Senior U.S. District Court Judge Richard Matsch came down squarely on the side of the Directors Guild of America and the major studios in his ruling that the companies must immediately cease all production, sale and rentals of edited videos.

The summary judgment requires the companies -- Utah-based CleanFlicks, CleanFilms and Play It Clean Video, Arizona-based Family Flix USA and the separate entity CleanFlicks of Colorado -- to turn over all existing copies of their edited movies to lawyers for the studios for destruction within five days of the ruling.

Utah's CleanFlicks, which describes itself as the largest distributor of 'edited' movies, through online sales and rentals and sales to video stores in Utah, Arizona and other states in the region, said it would continue its 'fight' against the guild and the studios.
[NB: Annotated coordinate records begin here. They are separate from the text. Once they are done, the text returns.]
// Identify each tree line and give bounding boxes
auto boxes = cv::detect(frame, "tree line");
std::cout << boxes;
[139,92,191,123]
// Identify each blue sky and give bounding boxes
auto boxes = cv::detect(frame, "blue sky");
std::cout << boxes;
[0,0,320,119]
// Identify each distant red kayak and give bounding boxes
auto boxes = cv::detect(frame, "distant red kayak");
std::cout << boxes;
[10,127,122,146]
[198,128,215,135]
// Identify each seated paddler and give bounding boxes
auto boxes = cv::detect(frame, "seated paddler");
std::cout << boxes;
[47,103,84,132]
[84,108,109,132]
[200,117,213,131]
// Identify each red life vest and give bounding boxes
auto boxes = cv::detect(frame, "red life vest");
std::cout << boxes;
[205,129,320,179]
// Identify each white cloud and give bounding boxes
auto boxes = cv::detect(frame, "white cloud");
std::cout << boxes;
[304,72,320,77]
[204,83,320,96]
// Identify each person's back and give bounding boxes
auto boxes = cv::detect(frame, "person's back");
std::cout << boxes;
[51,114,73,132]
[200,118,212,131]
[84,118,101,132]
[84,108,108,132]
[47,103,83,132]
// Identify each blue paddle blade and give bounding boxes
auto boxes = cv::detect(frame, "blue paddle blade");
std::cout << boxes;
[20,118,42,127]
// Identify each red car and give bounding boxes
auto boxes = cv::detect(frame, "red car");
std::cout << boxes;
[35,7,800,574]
CleanFlicks and the others make copies of official DVD releases and then edit them for sex, nudity, violence and profanity.

While the United States government takes a very critical view of religious extremists in the Arab world (the rhetoric regarding Iran, as an example), its leadership is clearly split regarding how to react to the actions of religious extremists on the home front. Apparently, attempts to remove 'profanity' is usually where the extremists rationalize their actions, but then when the editing process evolves to removing other scenes in movies, then this is where the whole rationale becomes very subjective.

Moreover, since America is the undisputed lead producer of movies and television programming that contain large amounts of gratuitous violence, I find it odd that these scenes are often not viewed through the same 'inappropriate content' lens of indignation. IMHO, American culture has reached a point in its development where it's torn between opposing forces that seperate the population, and deeply fracture what could once be referred to as the 'mainstream' opinion.

Perhaps it's akin to what happened within the Soviet Union -- where ethnic, cultural, political and religious differences became too great to hold the union together. As an example, many residents in Utah already believe that they have little in-common with the general populace of Massachusetts.

Therefore, I wonder, is the United States still 'united enough' to stay together as one nation? Or, are the apparent sub-culture differences of these various sects ultimately going to nullify a 200+ year old declaration, and will Common Sense force yet another series of divisive separations?